The country is up the creek, thanks to THE GO GETTERS OF IRELAND who gambled on the price of property going up and up, and lost. What about the rights of those who did not gamble ?


----------



## Greta (2 Mar 2011)

I agree with Bronte that you may be better off going bankrupt. As you are not tied to a job in Ireland, you may be able to move to the UK for a few months and go bankrupt there, then start over a new leaf. 

However, you need money to go bankrupt! If I understand correctly, your investment properties are now rented? Then what if you stop paying the mortgages and save up the rent for a few months? To cover your living expenses and the costs of moving to the UK and going bankrupt?

Another option would be to stay in Ireland and carry on as a driving instructor. Again, use the rent money to pay for your car costs and living expenses now, and contact mabs asap, if there is a way to manage your debts, they may be able to help you.

Also, rather than claiming welfare, can you get any job at all for a while? To allow you to at least earn for your minimum living expenses and save for your car costs, so you can then resume your work as a driving instructor?

Finally, don't be offended, but are you a good driving instructor? If you are, I think you shouldn't give up on your job, good instructors are hard to come by and any drop in demand is only temporal.

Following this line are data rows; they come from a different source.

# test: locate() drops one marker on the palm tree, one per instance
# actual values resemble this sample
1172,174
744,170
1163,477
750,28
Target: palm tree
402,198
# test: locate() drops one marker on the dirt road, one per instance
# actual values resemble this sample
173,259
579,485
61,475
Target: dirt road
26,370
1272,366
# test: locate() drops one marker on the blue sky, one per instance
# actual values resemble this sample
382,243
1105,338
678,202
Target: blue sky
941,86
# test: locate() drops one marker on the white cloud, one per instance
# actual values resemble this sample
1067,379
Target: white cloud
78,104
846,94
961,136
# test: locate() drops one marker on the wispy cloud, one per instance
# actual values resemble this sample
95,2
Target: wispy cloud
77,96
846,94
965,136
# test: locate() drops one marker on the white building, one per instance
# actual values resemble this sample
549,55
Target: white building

On the other hand, if you were just managing to get up in good times, now may be the time to consider another career.


----------



## Complainer (2 Mar 2011)

Can you sell property 1, and use whatever you get over the €120k mortgage to give you a bit of breathing space on the other loans?


----------



## Ildánach (3 Mar 2011)

Here is the Department's guidelines on means assessment.  http://www.welfare.ie/EN/OperationalGuidelines/Pages/meansassess.aspx

It clearly states that property that you own and in which you do not live should be assessed at the capital value minus the mortgage.

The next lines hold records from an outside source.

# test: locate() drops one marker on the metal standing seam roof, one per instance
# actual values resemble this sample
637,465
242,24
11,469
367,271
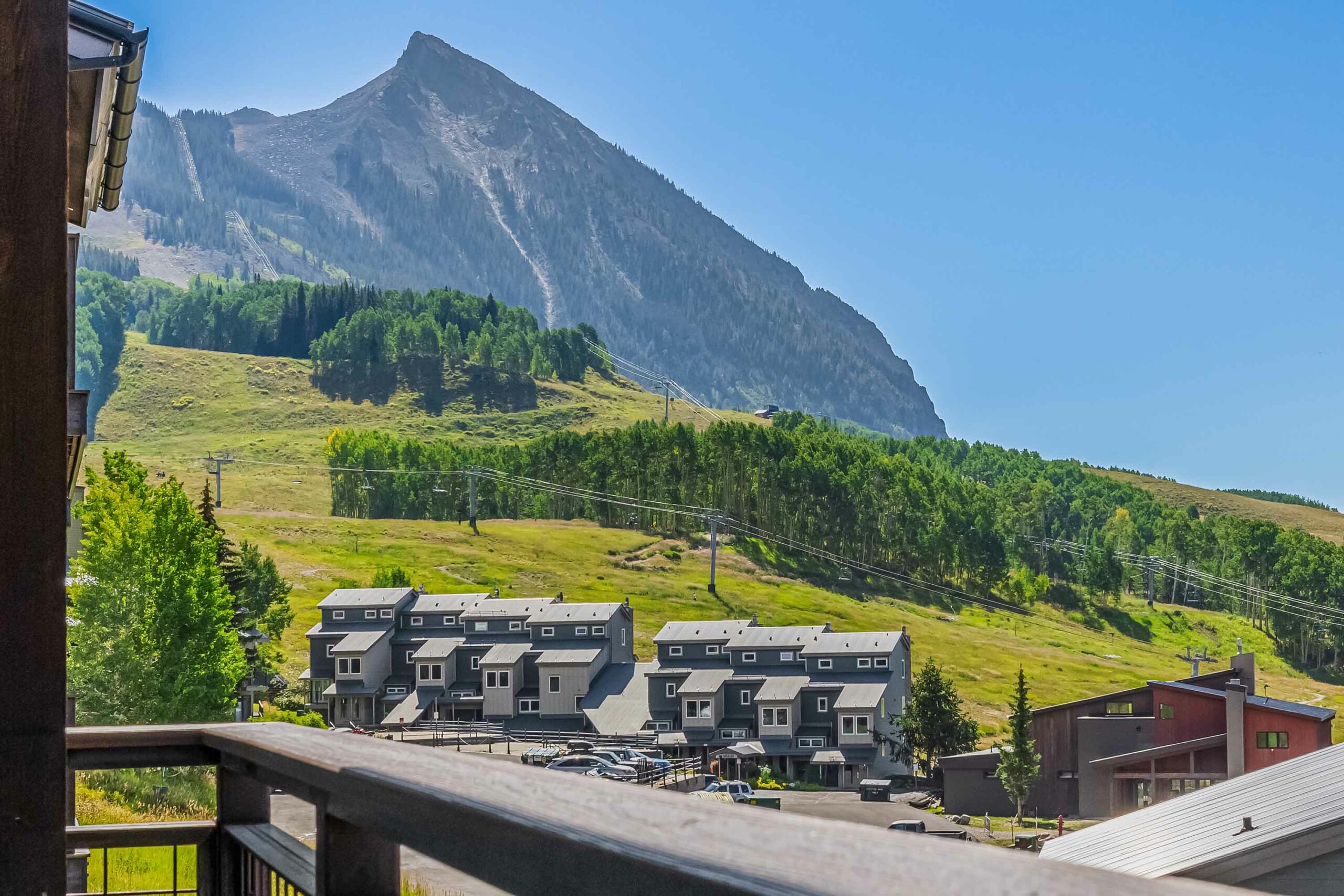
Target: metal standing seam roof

If the CWO is going to assess you on a different basis, you would want to be asking her why she is doing that.


----------



## chook (3 Mar 2011)

Ildánach said:


> Here is the Department's guidelines on means assessment.  http://www.welfare.ie/EN/OperationalGuidelines/Pages/meansassess.aspx
> 
> It clearly states that property that you own and in which you do not live should be assessed at the capital value minus the mortgage.
> 
> If the CWO is going to assess you on a different basis, you would want to be asking her why she is doing that.

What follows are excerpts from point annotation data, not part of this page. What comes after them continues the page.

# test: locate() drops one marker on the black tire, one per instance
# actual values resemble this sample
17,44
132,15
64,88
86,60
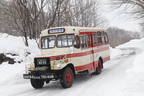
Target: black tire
99,68
37,83
66,79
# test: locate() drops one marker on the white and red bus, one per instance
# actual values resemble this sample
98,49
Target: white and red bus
66,51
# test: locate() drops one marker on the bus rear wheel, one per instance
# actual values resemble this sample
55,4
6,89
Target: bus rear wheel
37,83
66,79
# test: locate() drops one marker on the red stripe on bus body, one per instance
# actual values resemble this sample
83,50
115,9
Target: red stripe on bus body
52,58
91,66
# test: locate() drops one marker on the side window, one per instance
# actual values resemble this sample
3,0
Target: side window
103,39
83,41
99,40
89,40
94,38
76,42
106,37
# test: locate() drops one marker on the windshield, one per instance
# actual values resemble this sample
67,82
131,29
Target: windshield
65,40
48,42
62,41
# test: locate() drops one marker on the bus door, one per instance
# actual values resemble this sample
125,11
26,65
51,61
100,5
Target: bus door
90,46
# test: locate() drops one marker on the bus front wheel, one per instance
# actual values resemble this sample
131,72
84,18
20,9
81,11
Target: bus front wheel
66,79
99,67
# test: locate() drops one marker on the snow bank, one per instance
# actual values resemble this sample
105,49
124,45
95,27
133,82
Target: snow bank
12,74
135,75
137,43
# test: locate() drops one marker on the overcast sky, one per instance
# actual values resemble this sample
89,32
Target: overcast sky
117,18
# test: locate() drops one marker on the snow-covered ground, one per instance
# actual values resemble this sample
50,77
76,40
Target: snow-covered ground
123,75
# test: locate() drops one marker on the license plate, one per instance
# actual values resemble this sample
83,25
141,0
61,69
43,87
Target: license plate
28,76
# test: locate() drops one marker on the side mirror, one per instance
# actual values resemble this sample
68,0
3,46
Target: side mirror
71,50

It says "Any outstanding mortgage registered against the property is deducted from the market value." But who decides what the market value is ???


----------



## gipimann (4 Mar 2011)

The market value is determined by a valuation from an estate agent, valuer, or similar.


----------



## mtk (5 Mar 2011)

Billo said:


> The country is up the creek, thanks to THE GO GETTERS OF IRELAND who gambled on the price of property going up and up, and lost. What about the rights of those who did not gamble ?


 
I have to say i tend to agree.


----------